Fed Chair Janet Yellen apparently roiled markets earlier this week when she said that equity valuations were generally quite high, but added that they were not so high when you compare the returns on equities to the returns on bonds which are also very low.
So stock valuations are quite high, but not when compared to bond yields which are also quite low. Isn’t that just another way of saying that low interest rates have inflated stock values?
And who is responsible for “very low” bond yields? That would of course be Mrs. Yellen’s Federal Reserve. The Fed is holding short-term interest rates at zero, which caps the level of medium and long-term interest rates. Then to add insult to injury, the Fed is holding off the market over 40% of all outstanding Treasury securities with a maturity longer than 20 years decreasing the supply of available long-term treasuries.

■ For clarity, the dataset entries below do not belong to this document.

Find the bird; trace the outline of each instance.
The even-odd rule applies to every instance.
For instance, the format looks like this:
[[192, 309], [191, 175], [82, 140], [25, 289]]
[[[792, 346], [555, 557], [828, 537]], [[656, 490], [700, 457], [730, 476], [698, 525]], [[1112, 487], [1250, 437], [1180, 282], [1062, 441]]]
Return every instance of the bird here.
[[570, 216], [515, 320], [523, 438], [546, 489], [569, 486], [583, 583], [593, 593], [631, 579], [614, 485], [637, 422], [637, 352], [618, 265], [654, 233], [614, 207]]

How much higher would interest rates be and how much lower would stock valuations be if the Fed didn’t hold such a large portion of the long-bond market? Nobody can say for certain, but here is something to think about. When oil supply exceeded oil demand by a mere 2%, the price of oil plunged by 50%. Small changes in supply and demand can have a big impact on price.
Today in the bond market we have the opposite situation. The Fed has decreased the supply of long-term bonds by 40%, which one should assume has lowered the long-bond rate. Where would long-rates be if the Fed returned all those bonds to the market? Likely higher, but how high is the $64,000 question for both the equity and bond markets.